In artificial intelligence (AI) and machine learning (ML), leaderboards provide rankings of models trained for a given task. Generally, leaderboards provide one or more datasets (also known as a benchmark), which models must use to solve some kind of classification or regression task (such as sentiment analysis and question answering)
Benchmarks are often split into three subsets, called train, dev, and test, with train and dev datasets being made publicly available. If you want to develop a new model to try and attain a place on a leaderboard, you train the model using the train subset and evaluate its performance using the dev subset. You upload the model code to the leaderboard's submission site where moderators test it using the non-public test subset. Based on this performance, the model might appear on the leaderboard in a ranked position.
For example, Figure 1 (top) has a screenshot of a leaderboard from Allen AI for August 2020. Listed are models in decreasing order of accuracy on a question answering dataset called Physical IQA. Question answering is the task of building systems to automatically answer questions posed by humans in a natural language. Physical IQA contains questions regarding our knowledge about the Physical World.
| 
            Physical IQA - Physical Interaction QA
           | |||||
| 
 |     | ||||
Also present on the page is a line chart (Figure 1, bottom), which plots the accuracy of models submitted over time, using "human accuracy" on the dataset as the standard to beat. Human accuracy is measured by asking a set of people to answer the same test set questions provided to the model.
AI/ML leaderboards have been around for several years now, and competition to become the top-ranked model is fierce. Increasingly, top-ranked models are becoming larger and more complex. Unfortunately, we are increasingly seeing a gap where, just because a model tops a particular leaderboard, there is no guarantee that the model will actually be deployed in the real-world.
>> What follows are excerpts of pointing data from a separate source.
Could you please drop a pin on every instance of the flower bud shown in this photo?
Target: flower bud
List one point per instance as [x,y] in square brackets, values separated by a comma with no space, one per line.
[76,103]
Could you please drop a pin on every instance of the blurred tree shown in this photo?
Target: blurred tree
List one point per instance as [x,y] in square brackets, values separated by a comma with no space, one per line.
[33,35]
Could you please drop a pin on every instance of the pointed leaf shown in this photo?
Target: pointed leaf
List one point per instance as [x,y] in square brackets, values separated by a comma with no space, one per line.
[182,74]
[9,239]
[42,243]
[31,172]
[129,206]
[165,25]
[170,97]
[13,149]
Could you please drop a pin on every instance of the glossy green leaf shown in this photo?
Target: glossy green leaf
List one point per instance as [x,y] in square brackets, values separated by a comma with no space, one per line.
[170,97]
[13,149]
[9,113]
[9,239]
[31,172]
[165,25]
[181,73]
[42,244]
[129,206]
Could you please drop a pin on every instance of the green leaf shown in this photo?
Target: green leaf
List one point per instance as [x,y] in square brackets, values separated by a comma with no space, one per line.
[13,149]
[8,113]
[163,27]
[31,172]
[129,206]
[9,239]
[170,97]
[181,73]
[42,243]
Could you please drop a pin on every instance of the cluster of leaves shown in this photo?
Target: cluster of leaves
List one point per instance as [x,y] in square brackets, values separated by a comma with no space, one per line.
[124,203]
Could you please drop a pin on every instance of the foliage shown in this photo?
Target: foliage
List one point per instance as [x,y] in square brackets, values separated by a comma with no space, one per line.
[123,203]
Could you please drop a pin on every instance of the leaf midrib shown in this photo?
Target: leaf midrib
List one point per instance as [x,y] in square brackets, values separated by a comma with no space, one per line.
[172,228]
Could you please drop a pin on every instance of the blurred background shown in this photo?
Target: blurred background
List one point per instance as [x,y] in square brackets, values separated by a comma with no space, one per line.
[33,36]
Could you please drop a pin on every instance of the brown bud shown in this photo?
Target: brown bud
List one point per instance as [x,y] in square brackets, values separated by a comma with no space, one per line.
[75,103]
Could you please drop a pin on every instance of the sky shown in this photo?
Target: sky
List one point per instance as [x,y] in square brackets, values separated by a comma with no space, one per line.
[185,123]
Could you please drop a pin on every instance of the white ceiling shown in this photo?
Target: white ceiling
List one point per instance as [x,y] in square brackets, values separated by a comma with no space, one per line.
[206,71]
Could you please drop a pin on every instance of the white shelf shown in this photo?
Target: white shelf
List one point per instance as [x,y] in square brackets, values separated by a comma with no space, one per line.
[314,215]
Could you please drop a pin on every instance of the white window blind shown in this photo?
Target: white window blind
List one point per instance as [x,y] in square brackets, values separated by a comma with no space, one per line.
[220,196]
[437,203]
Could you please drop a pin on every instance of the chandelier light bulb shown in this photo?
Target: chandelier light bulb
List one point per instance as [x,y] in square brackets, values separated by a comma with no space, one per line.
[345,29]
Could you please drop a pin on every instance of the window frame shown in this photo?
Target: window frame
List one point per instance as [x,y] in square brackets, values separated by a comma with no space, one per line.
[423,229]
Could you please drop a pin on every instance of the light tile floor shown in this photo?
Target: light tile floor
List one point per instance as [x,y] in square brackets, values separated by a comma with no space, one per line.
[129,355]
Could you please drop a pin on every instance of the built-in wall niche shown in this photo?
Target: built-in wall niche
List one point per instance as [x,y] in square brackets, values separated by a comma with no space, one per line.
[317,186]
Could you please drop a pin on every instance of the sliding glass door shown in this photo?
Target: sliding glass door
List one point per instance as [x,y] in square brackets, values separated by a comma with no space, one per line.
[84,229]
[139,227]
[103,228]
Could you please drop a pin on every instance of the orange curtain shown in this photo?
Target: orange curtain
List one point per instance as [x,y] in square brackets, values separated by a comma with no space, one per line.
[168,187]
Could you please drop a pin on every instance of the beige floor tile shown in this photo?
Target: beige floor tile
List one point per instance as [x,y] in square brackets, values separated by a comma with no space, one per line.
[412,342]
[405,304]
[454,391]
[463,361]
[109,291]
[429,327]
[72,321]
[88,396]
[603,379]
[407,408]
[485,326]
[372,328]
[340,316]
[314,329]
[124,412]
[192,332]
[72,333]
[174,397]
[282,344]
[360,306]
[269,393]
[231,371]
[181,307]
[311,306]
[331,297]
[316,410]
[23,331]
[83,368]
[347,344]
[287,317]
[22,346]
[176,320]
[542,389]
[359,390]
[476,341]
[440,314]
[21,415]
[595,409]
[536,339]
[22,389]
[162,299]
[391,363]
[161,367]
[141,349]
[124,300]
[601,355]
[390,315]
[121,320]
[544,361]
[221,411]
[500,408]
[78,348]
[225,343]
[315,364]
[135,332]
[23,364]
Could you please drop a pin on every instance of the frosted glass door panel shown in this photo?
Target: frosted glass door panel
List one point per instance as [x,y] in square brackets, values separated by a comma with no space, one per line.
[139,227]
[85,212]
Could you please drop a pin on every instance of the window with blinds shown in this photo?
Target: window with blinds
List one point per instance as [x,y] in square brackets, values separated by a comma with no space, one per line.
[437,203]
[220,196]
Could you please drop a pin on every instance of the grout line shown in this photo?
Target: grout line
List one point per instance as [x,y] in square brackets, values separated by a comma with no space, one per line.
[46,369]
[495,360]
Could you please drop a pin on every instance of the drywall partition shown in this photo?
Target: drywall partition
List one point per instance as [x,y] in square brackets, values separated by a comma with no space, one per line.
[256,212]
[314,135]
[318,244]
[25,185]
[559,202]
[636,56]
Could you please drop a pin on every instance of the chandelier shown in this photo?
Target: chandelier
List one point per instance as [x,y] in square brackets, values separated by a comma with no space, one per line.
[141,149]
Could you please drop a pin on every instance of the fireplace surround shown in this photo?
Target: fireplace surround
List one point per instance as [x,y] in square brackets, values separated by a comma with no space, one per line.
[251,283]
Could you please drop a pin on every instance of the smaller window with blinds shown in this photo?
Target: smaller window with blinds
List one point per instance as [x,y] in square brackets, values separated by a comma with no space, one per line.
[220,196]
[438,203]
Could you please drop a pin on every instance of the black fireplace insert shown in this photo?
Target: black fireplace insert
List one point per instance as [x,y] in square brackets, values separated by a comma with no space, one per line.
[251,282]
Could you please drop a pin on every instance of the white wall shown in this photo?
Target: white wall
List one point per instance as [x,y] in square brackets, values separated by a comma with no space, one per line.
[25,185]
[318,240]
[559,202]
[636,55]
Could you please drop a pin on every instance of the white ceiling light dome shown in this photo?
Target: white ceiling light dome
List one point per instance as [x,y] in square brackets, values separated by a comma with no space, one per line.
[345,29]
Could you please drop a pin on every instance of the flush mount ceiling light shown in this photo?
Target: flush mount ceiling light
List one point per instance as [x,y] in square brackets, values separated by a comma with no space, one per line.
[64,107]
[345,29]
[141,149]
To help understand why high-performing leaderboard models don't necessarily translate to effective real-world usage, let's explore how AI/ML models are evaluated.
There are a plethora of candidate evaluation metrics, including precision, accuracy, recall, F1 score, specificity, confusion matrix, etc. Here, we focus on accuracy:how many data samples are correctly answered out of the total number of tested samples? Essentially, accuracy is computed by assigning samples correctly answered with a weight of 1, and samples incorrectly answered with a weight of 0. This is by far the most common way that leaderboards evaluate model performance.
| 
         SST-2 (Sentiment Analysis) Test Set Predictions - Accuracy
        | ||||
| 
 |  | |||
In Figure 2, we show how models perform (indicated by color) for samples of different difficulty levels. Here, we define a test set sample's difficulty in terms of its average semantic textual similarity (STS)-- based on Mishra et.al., 2020-- with the top 25% most similar samples of the training set (using Spacy's BERT STS implementation). Since sample STS values are on a continuous scale, we use beeswarm plots to represent the full difficulty distribution without overlap.
What aren't leaderboards telling us?
Figure 2 shows us that different models perform very differently on different levels of difficulty. Ranking based on overall naive accuracy does not reflect model performance over the data distribution. For example, suppose a Model Y answers all the "easy" questions correctly, and fails on the "tough" questions, while Model X answers more "tough" questions correctly, but its overall count of correctly answered questions (i.e., accuracy) is low. Such "tough" questions can be considered akin to out-of-distribution (OOD) samples; patterns/skills that the model learns from the train set cannot directly be applied to solve such samples.
Does this mean X is better than Y? Not necessarily, as it depends on the application scenario!
Consider a chocolate factory, where robotic components are monitored by a trained model, to account for temperature and consistency during the manufacturing process. In such a scenario, the model is not likely to experience significant environmental variation. In this case, correctly answering a higher number of overall samples is the most important consideration, as OOD samples are rare, making naive accuracy an appropriate evaluation metric.
However, as different application domains contain different priorities and requirements, alternative evaluation metrics are increasingly vital to ensure fair and robust model evaluation, as shown in Figure 3. Fortunately, recent research in this area has led to several newly proposed metrics that can be employed based on a domain's semantics.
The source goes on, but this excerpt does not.